Quando João abriu a porta, Suldak hesitou ao entrar, olhando para suas botas sujas. Ficou parado na entrada por um tempo.

No pequeno espaço, a disposição dos móveis era organizada: sofá, mesa de centro, escrivaninha, mesa de jantar e uma cama de casal. No canto, uma jovem grávida, com barriga evidente, dormia em uma cadeira à janela. Vestia um vestido largo de casa e sorria levemente, com as mãos sobre a barriga.

Provavelmente acordada pelo barulho da porta, ela abriu os olhos assustados, mas logo se acalmou ao ver João.

Esfregando o rosto, ela disse embaraçada:

— João, você voltou! Ai, acho que dormi demais e não fiz o jantar. Esse é seu amigo?

Tentou se levantar da cadeira.

Sua voz era suave e, mesmo sendo a primeira vez que Suldak a via, algo ali tocava seu coração: aquela era a felicidade de João.

João se apresentou:

— Lisa, nós comemos lá fora, mas trouxe pão para você. Esta é minha esposa, Lisa, e este é o cavaleiro Suldak. Eu já te falei dele. Quando fugi pelas colinas desertas, foi ele quem nos ajudou a matar os demônios e escapar do Monte Moyun.

Lisa, apesar do inchaço da gravidez, não escondia sua beleza. Sorriu levemente e disse:

— Cavaleiro Suldak, João fala muito de você.

— Boa tarde, senhora Lisa! — disse Suldak, tentando fazer uma saudação de cavaleiro, ainda um pouco desajeitado.

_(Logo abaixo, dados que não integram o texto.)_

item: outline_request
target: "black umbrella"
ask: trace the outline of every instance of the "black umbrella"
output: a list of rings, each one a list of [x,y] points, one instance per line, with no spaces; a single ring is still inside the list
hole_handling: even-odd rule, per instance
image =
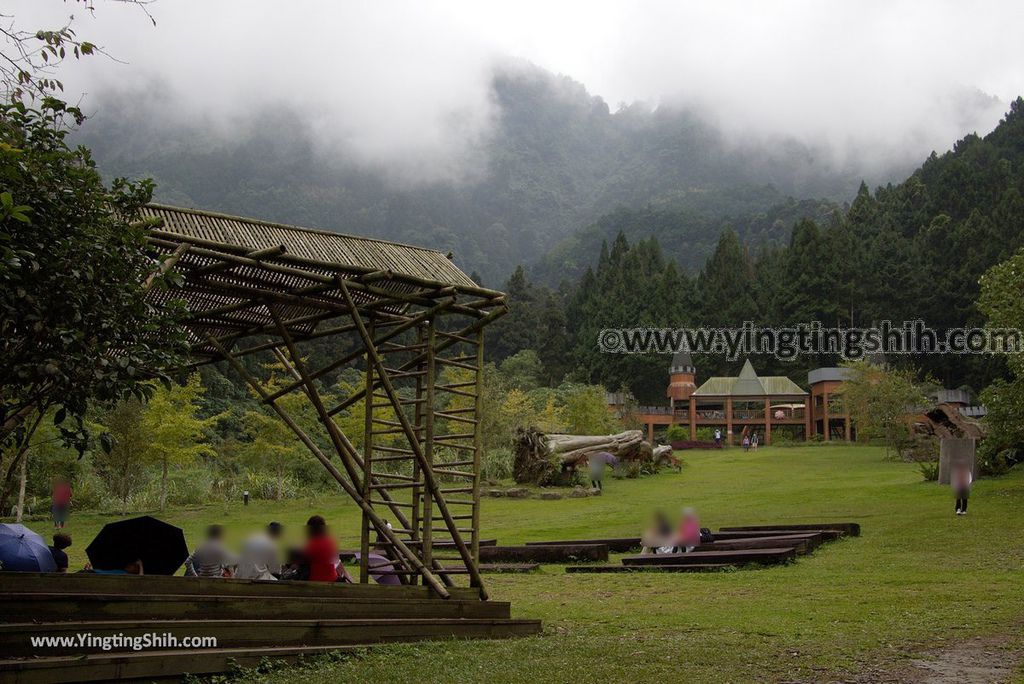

Suldak ficou pouco tempo na casa, sentindo-se meio deslocado, sem saber o que conversar. Suas vidas eram tão diferentes que não havia muito assunto em comum.

Após um silêncio, ele falou:

— Vim a Eppson para partir. Tenho uma passagem de teletransporte e o serviço já está cumprido. Vou ficar um dia e depois partir para Aivorsen e, de lá, pegar o dirigível mágico para a província de Benar.

João ficou surpreso, mas logo parou a expressão e disse normalmente:

— Parabéns, cavaleiro Suldak. Finalmente você vai voltar para casa!

Suldak sorriu e, ao ver Lisa chegando com um bule de chá, falou:

— Antes de partir, vim entregar a parte dos despojos que peguei com você nas colinas. Você desapareceu na batalha e nunca recebeu sua parte.

Ele tirou da bolsa uma pedra de cristal mágico e colocou sobre a mesa, diante dos olhos arregalados de João e Lisa.

No interior da pedra, uma névoa mágica parecia fluir e emitir uma leve aura de poder puro. Era uma pedra de cristal legítima.

Suldak esfregou as mãos, sem esperar reação, levantou-se e disse:

— Bem, vou indo. Antes que o portão da cidade feche, preciso achar uma hospedaria.

Ele saiu da casa rapidamente. Quando João saiu atrás dele, Suldak já estava montado em seu cavalo, atravessando a rua improvisada e sumindo rapidamente.

João e Lisa ficaram na porta, trocando olhares e olhando para a direção onde Suldak desaparecera, com os olhos cheios de gratidão.

Ao chegar ao portão de Eppson, Suldak viu os soldados prestes a fechá-lo. Montado, conseguiu entrar nos últimos segundos.

Quando entrou, percebeu que o comerciante Elia não exagerara: a cidade realmente estava lotada.